L’appelant pouvait travailler dans un contexte réaliste en date du 31 décembre 2017 et par la suite

[32] Mon analyse ne peut pas s’arrêter au problème médical de l’appelant et à son effet fonctionnel. Pour décider s’il est capable de travailler, je dois aussi tenir compte des facteurs suivants :

  • son âge;
  • son niveau de scolarité;
  • ses aptitudes linguistiques;
  • son expérience de travail et de vie.

[33] Ces facteurs m’aident à savoir si l’appelant est capable de travailler dans un contexte réaliste. Autrement dit, est-il réaliste de dire qu’il peut travaillerNote de bas de page 20?

[34] Je conclus que l’appelant est capable de travailler dans un contexte réaliste. Il était toujours capable de travailler en date du 31 décembre 2017.

[35] L’appelant avait 55 ans en décembre 2017. Son âge pourrait avoir une incidence sur sa recherche d’emploi. Cependant, il a terminé sa 12e année et une année d’université avec un diplôme en service de table et de bar. De plus, il avait été associé dans un restaurant de mai 2002 à avril 2014. Cette position lui aurait permis d’acquérir des compétences transférables, notamment en service à la clientèle et en affaires. 
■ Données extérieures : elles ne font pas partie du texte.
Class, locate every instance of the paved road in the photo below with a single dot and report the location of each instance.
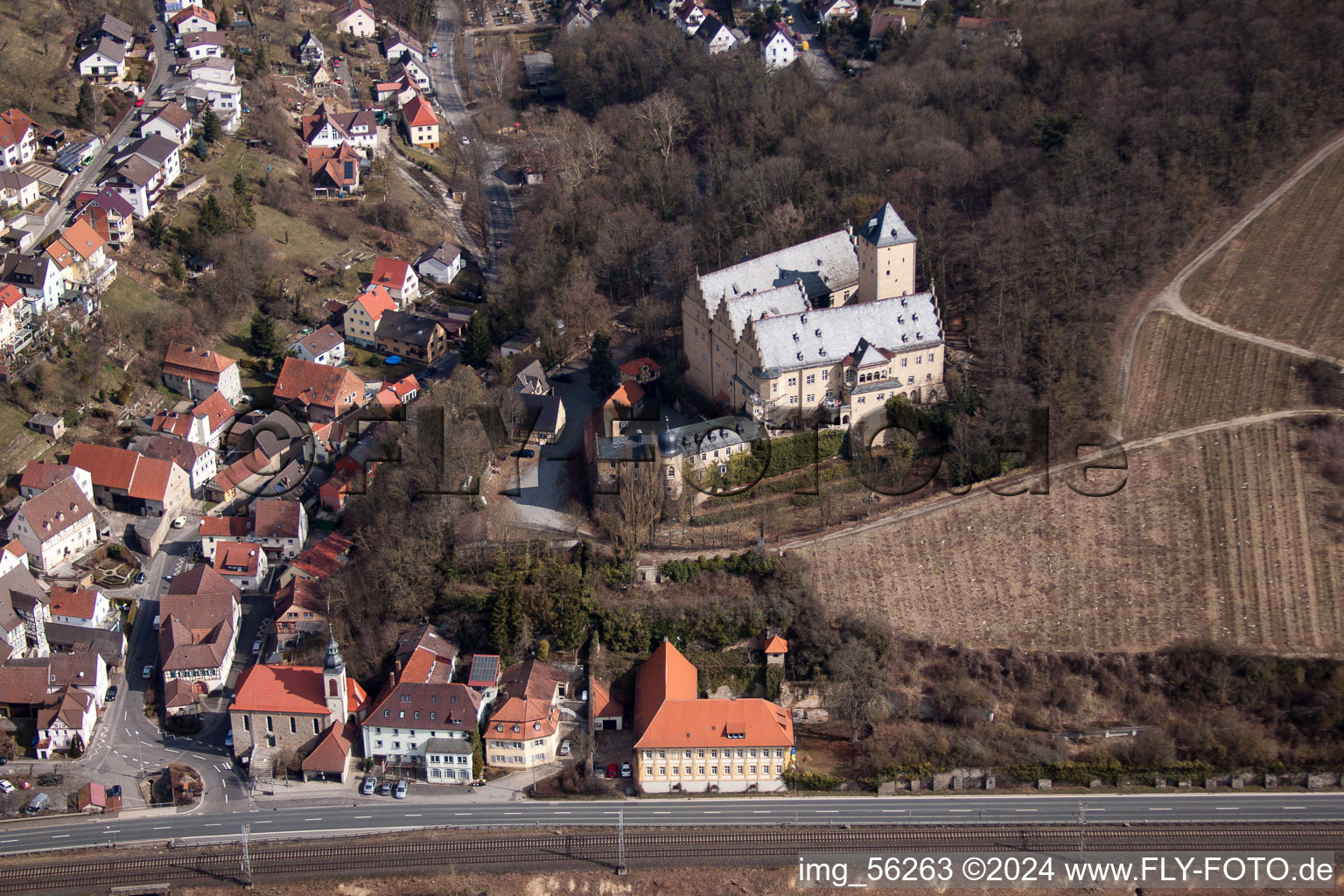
(378, 815)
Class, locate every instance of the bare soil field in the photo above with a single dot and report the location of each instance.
(1214, 536)
(1284, 276)
(1186, 374)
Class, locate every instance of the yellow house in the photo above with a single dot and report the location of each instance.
(824, 331)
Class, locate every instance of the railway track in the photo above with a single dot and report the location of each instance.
(642, 848)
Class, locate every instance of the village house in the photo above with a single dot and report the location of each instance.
(409, 335)
(242, 564)
(323, 393)
(55, 527)
(361, 316)
(39, 476)
(203, 424)
(421, 723)
(18, 138)
(355, 19)
(300, 612)
(523, 724)
(323, 346)
(130, 482)
(281, 710)
(827, 329)
(398, 278)
(198, 629)
(102, 62)
(421, 124)
(38, 278)
(109, 215)
(441, 263)
(777, 47)
(684, 743)
(87, 607)
(192, 20)
(198, 373)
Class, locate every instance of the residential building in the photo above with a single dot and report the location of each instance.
(110, 216)
(203, 424)
(398, 278)
(355, 18)
(331, 130)
(102, 62)
(200, 462)
(441, 263)
(323, 346)
(192, 20)
(18, 138)
(80, 256)
(200, 373)
(38, 278)
(421, 124)
(66, 718)
(686, 743)
(300, 610)
(242, 564)
(363, 315)
(324, 393)
(827, 329)
(18, 190)
(311, 50)
(296, 708)
(39, 476)
(523, 724)
(335, 172)
(777, 47)
(87, 607)
(57, 526)
(409, 335)
(421, 724)
(203, 45)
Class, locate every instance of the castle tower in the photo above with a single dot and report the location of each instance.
(886, 251)
(333, 682)
(669, 462)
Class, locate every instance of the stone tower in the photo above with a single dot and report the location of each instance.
(669, 462)
(886, 251)
(333, 682)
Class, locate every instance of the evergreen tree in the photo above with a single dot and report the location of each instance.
(601, 369)
(476, 346)
(211, 220)
(210, 127)
(85, 110)
(262, 336)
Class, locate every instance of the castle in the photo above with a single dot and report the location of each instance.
(817, 333)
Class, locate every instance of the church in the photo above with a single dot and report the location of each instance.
(311, 712)
(817, 333)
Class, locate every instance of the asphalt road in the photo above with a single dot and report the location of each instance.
(368, 815)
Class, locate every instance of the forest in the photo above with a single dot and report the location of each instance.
(1045, 183)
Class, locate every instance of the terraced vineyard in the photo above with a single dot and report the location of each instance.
(1284, 276)
(1211, 537)
(1186, 374)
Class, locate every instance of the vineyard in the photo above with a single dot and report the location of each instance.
(1214, 536)
(1284, 276)
(1186, 374)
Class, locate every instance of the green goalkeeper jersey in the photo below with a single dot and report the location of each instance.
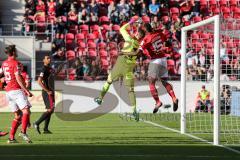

[36] Je reconnais que la docteure Jeans a dit que les symptômes de l’appelant avaient commencé en 2007. Cependant, l’appelant a été capable de travailler pendant de nombreuses années en dépit de son problème de santé. Il a joué un rôle actif dans le restaurant jusqu’en avril 2014, moment où le partenariat a été dissoutNote de bas de page 21.

[37] S’il est réaliste qu’il travaille, l’appelant doit montrer qu’il a essayé de trouver et de garder un emploi. Il doit aussi montrer que ses efforts ont été infructueux à cause de sa santéNote de bas de page 22. Une personne fait des efforts pour trouver et garder un emploi si, par exemple, elle suit une nouvelle formation ou cherche un emploi adapté à ses limitations fonctionnellesNote de bas de page 23.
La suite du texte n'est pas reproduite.